The SP is not "in the stack" because you have it already in one of the stack registers (msp or psp). See again THIS ARTICLE. Also, FP is not crucial to unwind stack because you can do it without it (by "navigating" through saved Link Registers). Other thing is that if you dump memory below your SP you can expect FP to be just next to saved LR if you really need it.
Answering your last question: I don't now how you're verifying this code and how you're calling it (you need to paste full code). You can look into assembly of that function and see what's happening under the hood. Other thing you can do is to follow this post as a template.

are 2^n exponent calculations really less efficient than bit-shifts?

if I do:
int x = 4;
pow(2, x);
Is that really that much less efficient than just doing:
1 << 4
?
Yes. An easy way to show this is to compile the following two functions that do the same thing and then look at the disassembly.
#include <stdint.h>
#include <math.h>
uint32_t foo1(uint32_t shftAmt) {
return pow(2, shftAmt);
}
uint32_t foo2(uint32_t shftAmt) {
return (1 << shftAmt);
}
cc -arch armv7 -O3 -S -o - shift.c (I happen to find ARM asm easier to read but if you want x86 just remove the arch flag)
_foo1:
# BB#0:
push {r7, lr}
vmov s0, r0
mov r7, sp
vcvt.f64.u32 d16, s0
vmov r0, r1, d16
blx _exp2
vmov d16, r0, r1
vcvt.u32.f64 s0, d16
vmov r0, s0
pop {r7, pc}
_foo2:
# BB#0:
movs r1, #1
lsl.w r0, r1, r0
bx lr
You can see foo2 only takes 2 instructions vs foo1 which takes several instructions. It has to move the data to the FP HW registers (vmov), convert the integer to a float (vcvt.f64.u32) call the exp function and then convert the answer back to an uint (vcvt.u32.f64) and move it from the FP HW back to the GP registers.

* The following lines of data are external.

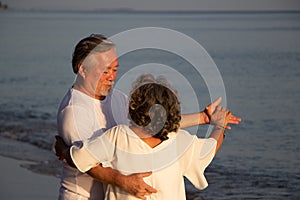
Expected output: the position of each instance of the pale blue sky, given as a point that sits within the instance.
(155, 4)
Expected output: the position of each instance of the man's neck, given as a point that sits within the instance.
(85, 91)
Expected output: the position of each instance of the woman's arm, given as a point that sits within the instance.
(219, 120)
(204, 117)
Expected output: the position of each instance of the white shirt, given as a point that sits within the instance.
(79, 118)
(120, 148)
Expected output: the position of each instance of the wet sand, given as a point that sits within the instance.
(20, 183)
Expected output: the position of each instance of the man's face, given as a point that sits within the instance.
(102, 76)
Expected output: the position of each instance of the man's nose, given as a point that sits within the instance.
(110, 76)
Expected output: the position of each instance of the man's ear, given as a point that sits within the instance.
(81, 70)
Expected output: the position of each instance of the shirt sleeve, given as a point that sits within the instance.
(95, 150)
(74, 124)
(197, 158)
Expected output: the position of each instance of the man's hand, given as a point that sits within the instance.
(60, 148)
(209, 110)
(135, 185)
(62, 151)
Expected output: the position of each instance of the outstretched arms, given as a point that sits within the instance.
(204, 117)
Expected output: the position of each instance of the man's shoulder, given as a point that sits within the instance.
(118, 93)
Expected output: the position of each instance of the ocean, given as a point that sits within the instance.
(256, 53)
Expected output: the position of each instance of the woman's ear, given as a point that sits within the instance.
(81, 70)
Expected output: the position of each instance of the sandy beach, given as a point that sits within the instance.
(20, 183)
(17, 181)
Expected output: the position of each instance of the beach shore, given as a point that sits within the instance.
(20, 183)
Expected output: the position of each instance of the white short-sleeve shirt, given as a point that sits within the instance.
(79, 118)
(181, 155)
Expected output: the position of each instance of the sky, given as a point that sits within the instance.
(156, 5)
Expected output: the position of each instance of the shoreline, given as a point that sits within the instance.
(20, 183)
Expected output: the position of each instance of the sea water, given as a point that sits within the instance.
(257, 54)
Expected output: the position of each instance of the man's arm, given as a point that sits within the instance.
(204, 117)
(133, 184)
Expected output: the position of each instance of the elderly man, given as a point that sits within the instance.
(91, 107)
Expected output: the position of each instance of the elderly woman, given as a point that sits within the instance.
(154, 142)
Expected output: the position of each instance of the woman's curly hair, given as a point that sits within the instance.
(154, 106)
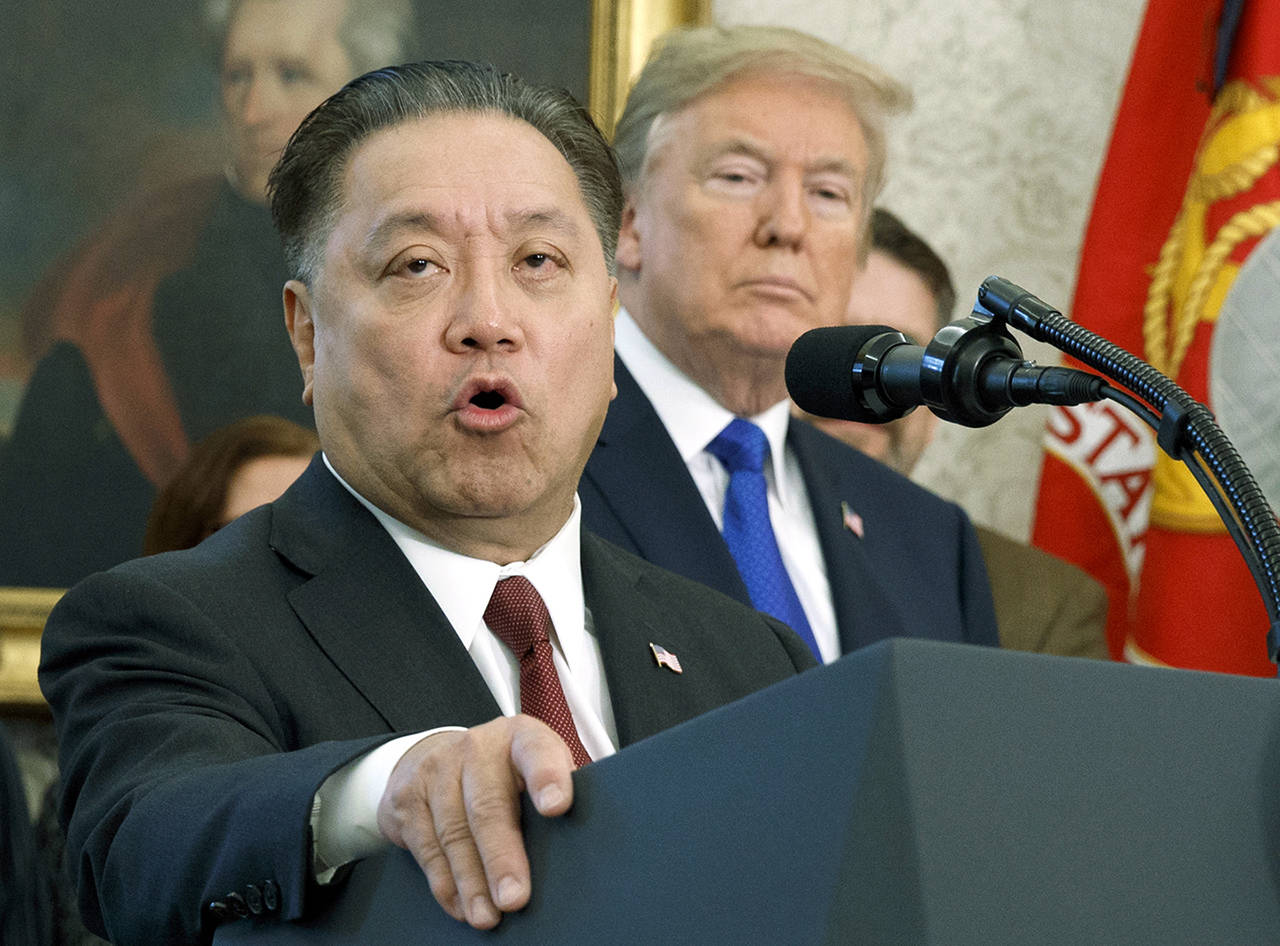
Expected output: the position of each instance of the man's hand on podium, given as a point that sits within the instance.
(453, 803)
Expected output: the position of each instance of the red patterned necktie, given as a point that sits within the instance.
(519, 616)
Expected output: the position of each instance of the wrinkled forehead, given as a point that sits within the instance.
(461, 177)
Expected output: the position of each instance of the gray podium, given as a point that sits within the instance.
(912, 793)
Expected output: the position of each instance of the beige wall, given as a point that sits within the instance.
(995, 165)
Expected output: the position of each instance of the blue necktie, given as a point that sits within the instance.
(741, 447)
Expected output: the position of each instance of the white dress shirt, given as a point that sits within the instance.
(344, 818)
(693, 419)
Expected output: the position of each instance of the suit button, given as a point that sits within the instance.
(270, 895)
(238, 904)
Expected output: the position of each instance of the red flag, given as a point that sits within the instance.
(1185, 192)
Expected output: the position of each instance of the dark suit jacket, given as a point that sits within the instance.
(1043, 603)
(915, 571)
(202, 697)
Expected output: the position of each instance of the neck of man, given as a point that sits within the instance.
(746, 387)
(743, 380)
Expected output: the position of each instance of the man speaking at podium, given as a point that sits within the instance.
(242, 720)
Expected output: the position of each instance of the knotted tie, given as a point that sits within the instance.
(741, 447)
(519, 616)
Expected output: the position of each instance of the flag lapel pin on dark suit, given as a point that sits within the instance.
(851, 520)
(664, 658)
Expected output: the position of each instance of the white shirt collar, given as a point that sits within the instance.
(462, 585)
(690, 415)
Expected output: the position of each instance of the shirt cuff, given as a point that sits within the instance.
(344, 808)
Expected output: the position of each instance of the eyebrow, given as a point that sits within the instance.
(750, 149)
(517, 220)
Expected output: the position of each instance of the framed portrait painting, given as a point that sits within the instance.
(140, 274)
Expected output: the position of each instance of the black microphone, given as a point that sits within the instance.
(972, 373)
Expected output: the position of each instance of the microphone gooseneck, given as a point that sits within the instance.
(972, 373)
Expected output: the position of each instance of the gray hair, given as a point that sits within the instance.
(374, 32)
(689, 62)
(305, 187)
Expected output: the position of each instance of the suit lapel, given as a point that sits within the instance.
(627, 617)
(863, 611)
(644, 483)
(368, 609)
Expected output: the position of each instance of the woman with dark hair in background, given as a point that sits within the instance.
(231, 471)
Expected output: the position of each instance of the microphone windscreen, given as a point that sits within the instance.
(821, 370)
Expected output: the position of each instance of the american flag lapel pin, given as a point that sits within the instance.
(851, 520)
(664, 658)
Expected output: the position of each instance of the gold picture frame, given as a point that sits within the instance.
(22, 620)
(621, 35)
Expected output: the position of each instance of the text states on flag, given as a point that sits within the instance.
(1114, 452)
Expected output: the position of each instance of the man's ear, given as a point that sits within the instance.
(302, 332)
(629, 238)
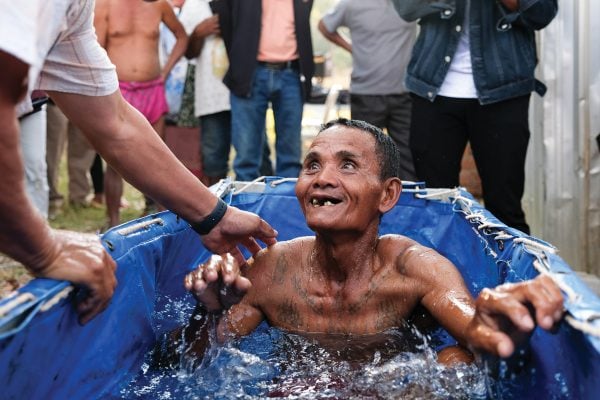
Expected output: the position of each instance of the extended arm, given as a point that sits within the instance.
(335, 37)
(499, 319)
(128, 143)
(24, 234)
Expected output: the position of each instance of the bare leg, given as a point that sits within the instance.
(159, 127)
(113, 190)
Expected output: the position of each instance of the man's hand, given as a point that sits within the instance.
(217, 283)
(81, 259)
(208, 27)
(239, 227)
(506, 316)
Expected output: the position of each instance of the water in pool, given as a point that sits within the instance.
(274, 364)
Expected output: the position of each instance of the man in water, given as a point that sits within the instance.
(349, 280)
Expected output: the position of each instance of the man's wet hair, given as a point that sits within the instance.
(385, 149)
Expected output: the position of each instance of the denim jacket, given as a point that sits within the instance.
(503, 49)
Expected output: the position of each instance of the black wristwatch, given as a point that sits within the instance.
(207, 224)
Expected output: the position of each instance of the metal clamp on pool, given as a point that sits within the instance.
(206, 225)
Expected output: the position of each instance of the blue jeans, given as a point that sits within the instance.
(216, 142)
(282, 89)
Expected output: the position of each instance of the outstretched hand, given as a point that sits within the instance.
(239, 228)
(82, 260)
(506, 315)
(217, 283)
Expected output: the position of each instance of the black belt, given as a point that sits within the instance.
(293, 64)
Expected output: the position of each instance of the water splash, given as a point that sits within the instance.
(274, 364)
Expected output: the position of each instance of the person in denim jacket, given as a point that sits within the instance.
(471, 75)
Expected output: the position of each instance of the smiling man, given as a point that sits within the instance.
(347, 280)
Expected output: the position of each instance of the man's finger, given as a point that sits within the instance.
(252, 245)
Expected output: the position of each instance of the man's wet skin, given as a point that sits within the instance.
(348, 281)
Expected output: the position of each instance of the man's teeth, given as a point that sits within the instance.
(316, 203)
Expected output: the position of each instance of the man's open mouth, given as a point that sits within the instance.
(324, 201)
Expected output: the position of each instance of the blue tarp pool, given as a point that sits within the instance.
(46, 354)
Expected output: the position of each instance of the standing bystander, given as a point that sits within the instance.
(270, 61)
(471, 75)
(51, 45)
(381, 44)
(129, 31)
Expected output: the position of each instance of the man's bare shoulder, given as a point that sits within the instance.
(282, 252)
(409, 256)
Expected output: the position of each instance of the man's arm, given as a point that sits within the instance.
(534, 14)
(220, 290)
(506, 316)
(500, 318)
(334, 37)
(24, 234)
(128, 143)
(412, 10)
(171, 21)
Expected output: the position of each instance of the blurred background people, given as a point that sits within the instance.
(270, 62)
(471, 75)
(381, 45)
(129, 31)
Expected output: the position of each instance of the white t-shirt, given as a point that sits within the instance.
(459, 82)
(211, 95)
(58, 41)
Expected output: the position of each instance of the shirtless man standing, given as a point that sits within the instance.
(349, 280)
(129, 31)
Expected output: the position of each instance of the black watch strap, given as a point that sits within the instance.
(208, 223)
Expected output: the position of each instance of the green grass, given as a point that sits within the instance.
(92, 219)
(75, 218)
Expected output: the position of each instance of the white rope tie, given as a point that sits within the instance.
(247, 185)
(536, 245)
(14, 303)
(283, 180)
(128, 230)
(56, 298)
(439, 194)
(572, 297)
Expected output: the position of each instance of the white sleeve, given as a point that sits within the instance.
(17, 29)
(77, 63)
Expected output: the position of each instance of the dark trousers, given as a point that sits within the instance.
(499, 135)
(392, 113)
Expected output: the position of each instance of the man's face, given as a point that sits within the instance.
(339, 187)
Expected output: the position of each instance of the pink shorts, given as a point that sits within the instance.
(147, 97)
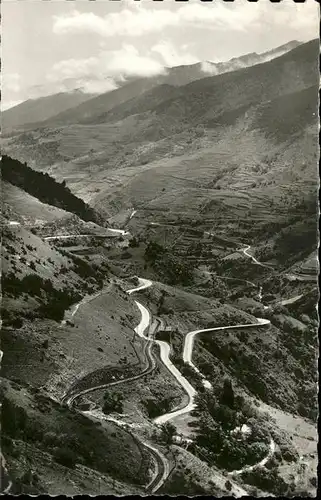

Yes. Though by how much I can't say. The easiest way to determine that is to benchmark it.
The pow function uses doubles... At least, if it conforms to the C standard. Even if that function used bitshift when it sees a base of 2, there would still be testing and branching to reach that conclusion, by which time your simple bitshift would be completed. And we haven't even considered the overhead of a function call yet.
For equivalency, I assume you meant to use 1 << x instead of 1 << 4.
Perhaps a compiler could optimize both of these, but it's far less likely to optimize a call to pow. If you need the fastest way to compute a power of 2, do it with shifting.
Update... Since I mentioned it's easy to benchmark, I decided to do just that. I happen to have Windows and Visual C++ handy so I used that. Results will vary. My program:
#include <Windows.h>
#include <cstdio>
#include <cmath>
#include <ctime>
LARGE_INTEGER liFreq, liStart, liStop;
inline void StartTimer()
{
QueryPerformanceCounter(&liStart);
}
inline double ReportTimer()
{
QueryPerformanceCounter(&liStop);
double milli = 1000.0 * double(liStop.QuadPart - liStart.QuadPart) / double(liFreq.QuadPart);
printf( "%.3f ms\n", milli );
return milli;
}
int main()
{
QueryPerformanceFrequency(&liFreq);
const size_t nTests = 10000000;
int x = 4;
int sumPow = 0;
int sumShift = 0;
double powTime, shiftTime;
// Make an array of random exponents to use in tests.
const size_t nExp = 10000;
int e[nExp];
srand( (unsigned int)time(NULL) );
for( int i = 0; i < nExp; i++ ) e[i] = rand() % 31;
// Test power.
StartTimer();
for( size_t i = 0; i < nTests; i++ )
{
int y = (int)pow(2, (double)e[i%nExp]);
sumPow += y;
}
powTime = ReportTimer();
// Test shifting.
StartTimer();
for( size_t i = 0; i < nTests; i++ )
{
int y = 1 << e[i%nExp];
sumShift += y;
}
shiftTime = ReportTimer();
// The compiler shouldn't optimize out our loops if we need to display a result.
printf( "Sum power: %d\n", sumPow );
printf( "Sum shift: %d\n", sumShift );
printf( "Time ratio of pow versus shift: %.2f\n", powTime / shiftTime );
system("pause");
return 0;
}
My output:
379.466 ms
15.862 ms
Sum power: 157650768
Sum shift: 157650768
Time ratio of pow versus shift: 23.92
That depends on the compiler, but in general (when the compiler is not totally braindead) yes, the shift is one CPU instruction, the other is a function call, that involves saving the current state an setting up a stack frame, that requires many instructions.
Generally yes, as bit shift is very basic operation for the processor.
On the other hand many compilers optimise code so that raising to power is in fact just a bit shifting.